Over the past eight months the #MeToo movement has gained momentus speed, triggered by over 50 women accusing Harvey Weinstein of sexual abuse and misconduct. Once the ball got rolling, many more men and women gained the confidence to speak about powerful men in Hollywood who were once deemed untouchable; outing public figures such a Kevin Spacey, Louis C.K, Steven Seagal, Ed Westwick and almost 100 more. But magically, Woody Allen wasn’t included in the narrative, still managing to remain unaffected and celebrated within the industry, and seemingly within the University of Sheffield, despite the accusations against him.

In case you didn’t know, here’s a quick recap:

Allen’s adoptive daughter, Dylan Farrow, accused him of sexually assaulting her at the age of seven. Her stories were supported by three eyewitnesses. She has stuck true to the same story for over 20 years now. At the time of the assault, Allen was in therapy due to his inappropriate behaviour around Dylan and her mother ordered babysitters to never leave him alone with the children. Following an investigation in 1993, no charges were brought against Allen, who denied all allegations, and his career and stardom remained intact, even when he went on to marry his ex-wife’s adoptive daughter.

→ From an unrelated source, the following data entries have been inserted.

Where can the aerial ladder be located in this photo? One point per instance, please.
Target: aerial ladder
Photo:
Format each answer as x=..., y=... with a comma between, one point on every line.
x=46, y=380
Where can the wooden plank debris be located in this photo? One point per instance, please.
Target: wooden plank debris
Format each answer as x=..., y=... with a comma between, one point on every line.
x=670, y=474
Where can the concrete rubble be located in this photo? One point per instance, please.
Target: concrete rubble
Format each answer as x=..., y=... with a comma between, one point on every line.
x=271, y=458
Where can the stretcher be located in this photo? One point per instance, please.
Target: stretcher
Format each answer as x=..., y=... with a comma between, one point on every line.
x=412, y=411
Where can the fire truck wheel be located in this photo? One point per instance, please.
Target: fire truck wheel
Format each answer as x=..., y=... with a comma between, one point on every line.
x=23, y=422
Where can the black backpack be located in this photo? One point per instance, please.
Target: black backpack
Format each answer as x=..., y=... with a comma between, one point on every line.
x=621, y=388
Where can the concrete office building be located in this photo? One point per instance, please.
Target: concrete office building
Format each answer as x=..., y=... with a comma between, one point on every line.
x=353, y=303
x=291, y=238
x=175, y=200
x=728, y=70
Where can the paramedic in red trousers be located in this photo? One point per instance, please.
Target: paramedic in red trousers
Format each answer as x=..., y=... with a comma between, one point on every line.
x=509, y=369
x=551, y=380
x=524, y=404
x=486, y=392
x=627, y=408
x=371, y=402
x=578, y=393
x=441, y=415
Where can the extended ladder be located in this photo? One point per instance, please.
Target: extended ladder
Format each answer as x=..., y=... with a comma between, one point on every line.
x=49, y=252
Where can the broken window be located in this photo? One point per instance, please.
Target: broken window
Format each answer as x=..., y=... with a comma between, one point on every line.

Indeed, the School of English at this very university still continues to run a module titled “Love and Death in the Films of Woody Allen”. Surely a university as liberal as ours would opt out of celebrating the work of an alleged abuser?

When the #MeToo movement is so powerful and the SU regularly runs events speaking out against assault and abuse, it feels wrong that this module continues to be taught. Whether it means to or not, dedicating an entire module to one person puts them on a pedestal, celebrating their work and holding them up as an example.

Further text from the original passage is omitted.